I do the hame much the same as you described each Thanksgiving.  Never a problem.  Always good eats.
 
This is the recipe that I have been using the last few years with excellent results.

1. Coat the outside of our ham with Honey Dijon mustard and then lightly dust your ham with brown sugar. (Don’t go to heavy here, you will come back and add another, heavier coating of brown sugar later.) This will create a “paste” on your ham.

2. Add a few chunks of wood to your smoker and smoke the ham for two (2) hours at 225 degrees. After 2 hours take it off the smoker and wrap in aluminum foil. Before you close the aluminum foil completely, you want to baste the ham with pineapple juice.
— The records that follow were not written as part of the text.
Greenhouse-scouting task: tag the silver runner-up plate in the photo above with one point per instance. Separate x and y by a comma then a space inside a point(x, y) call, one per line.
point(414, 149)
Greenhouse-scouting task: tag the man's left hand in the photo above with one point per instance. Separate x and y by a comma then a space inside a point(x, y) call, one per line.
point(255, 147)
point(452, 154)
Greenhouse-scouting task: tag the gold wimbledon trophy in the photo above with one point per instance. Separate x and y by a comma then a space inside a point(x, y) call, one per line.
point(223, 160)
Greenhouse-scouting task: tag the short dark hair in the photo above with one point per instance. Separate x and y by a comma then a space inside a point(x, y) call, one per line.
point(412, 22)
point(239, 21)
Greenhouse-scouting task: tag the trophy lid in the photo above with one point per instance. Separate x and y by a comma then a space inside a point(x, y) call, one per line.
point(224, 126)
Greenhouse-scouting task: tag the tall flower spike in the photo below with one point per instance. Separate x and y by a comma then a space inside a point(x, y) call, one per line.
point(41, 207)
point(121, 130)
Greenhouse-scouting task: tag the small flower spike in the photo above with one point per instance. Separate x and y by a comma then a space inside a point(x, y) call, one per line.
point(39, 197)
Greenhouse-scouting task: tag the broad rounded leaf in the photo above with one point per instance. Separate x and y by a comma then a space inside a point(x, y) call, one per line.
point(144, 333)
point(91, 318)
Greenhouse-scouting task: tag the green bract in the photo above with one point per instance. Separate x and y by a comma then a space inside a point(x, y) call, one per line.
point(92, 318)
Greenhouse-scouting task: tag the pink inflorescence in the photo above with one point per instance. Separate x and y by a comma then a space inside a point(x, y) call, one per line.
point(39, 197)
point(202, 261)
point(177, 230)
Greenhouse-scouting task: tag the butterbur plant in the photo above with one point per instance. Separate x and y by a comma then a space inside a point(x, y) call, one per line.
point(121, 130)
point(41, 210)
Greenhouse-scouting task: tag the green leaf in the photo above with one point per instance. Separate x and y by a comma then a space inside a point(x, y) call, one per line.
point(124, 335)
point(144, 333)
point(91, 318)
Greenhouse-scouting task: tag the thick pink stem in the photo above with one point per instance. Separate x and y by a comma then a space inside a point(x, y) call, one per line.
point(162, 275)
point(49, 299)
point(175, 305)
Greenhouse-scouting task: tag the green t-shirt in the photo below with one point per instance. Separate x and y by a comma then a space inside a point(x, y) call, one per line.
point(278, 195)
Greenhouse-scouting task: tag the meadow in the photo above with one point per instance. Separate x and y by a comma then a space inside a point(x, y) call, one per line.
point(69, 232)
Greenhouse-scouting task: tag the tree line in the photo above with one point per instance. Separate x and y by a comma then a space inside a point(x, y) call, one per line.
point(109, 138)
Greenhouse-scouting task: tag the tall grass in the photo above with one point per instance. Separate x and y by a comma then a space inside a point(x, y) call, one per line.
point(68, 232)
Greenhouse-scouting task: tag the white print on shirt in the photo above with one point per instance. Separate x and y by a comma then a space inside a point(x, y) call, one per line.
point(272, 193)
3. Once I have basted the ham with pineapple juice and wrapped it in aluminum foil, I place it back on the smoker and allow it to cook for another hour at 225 degrees.

4. Unwrap the top of the ham, but keep it sitting in the foil to keep the juices from spilling. Now that the ham is exposed, sprinkle brown sugar over the entire outside again. Once your ham is covered in brown sugar, spray it really well with the pineapple juice. This will cause the brown sugar to dissolve and the heat from the smoker will create a delicious glaze. Place back on the smoker for another hour while you allow the sugar and the juice to create your glaze.

5. At the four hour mark your ham is ready to come off of the smoker and loosely tent with foil while you allow it to rest for 20-30 minutes before carving.